Florida Tech spearheads STEM poster program
The Florida Institute of Technology hopes to inspire students to seek out careers in science, technology, engineering and math and has started a poster outreach campaign to make that happen. Florida Tech’s Office of Enrollment Management is sponsoring a poster that has already sent 13,700 posters to teachers across the country that poses one very important query: What if there were no moon? The hypothetical question comes with many facets attached and employs class discussion, mathematical calculations and scientific thinking.
The poster is more than just a wall-hanging though. It features a lesson plan that outlines ways to use physics, math and geology to calculate the mass of the moon. Three faculty members developed the lesson plan that was then reviewed and refined by Master Teachers before it was sent out to teachers nationwide.
This isn’t the first time Florida Tech has reached out to teachers to help with in-classroom STEM initiatives. Other posters that have been created and distributed in previous years include The Power Of Math (based upon the science and math behind speedboat design); Gridiron Science (the math and physics of football); Science in Music (STEM career fields used in music); and Career Options in Sustainability.

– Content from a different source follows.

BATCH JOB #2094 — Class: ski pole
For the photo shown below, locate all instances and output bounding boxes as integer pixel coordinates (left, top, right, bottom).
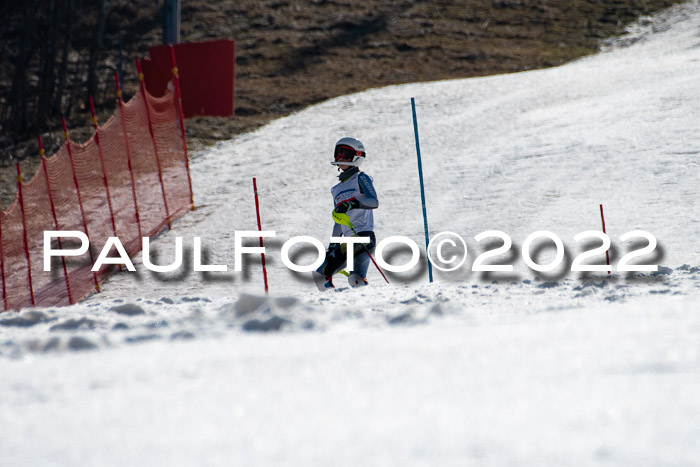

Institutions of higher education that specialize in STEM learning, like Florida Tech, certainly recognize that its next generation of students will need to arrive on campus with a much larger knowledge set than even a few years ago. Careers in STEM fields represented 6.2 percent of the total U.S. workforce in May of 2014 and those numbers are predicted to grow steeply through 2020, according to the U.S, Department of Labor. That work begins long before a college career, though, and outreach like this poster program helps build the STEM foundation that will be needed as a college student and beyond.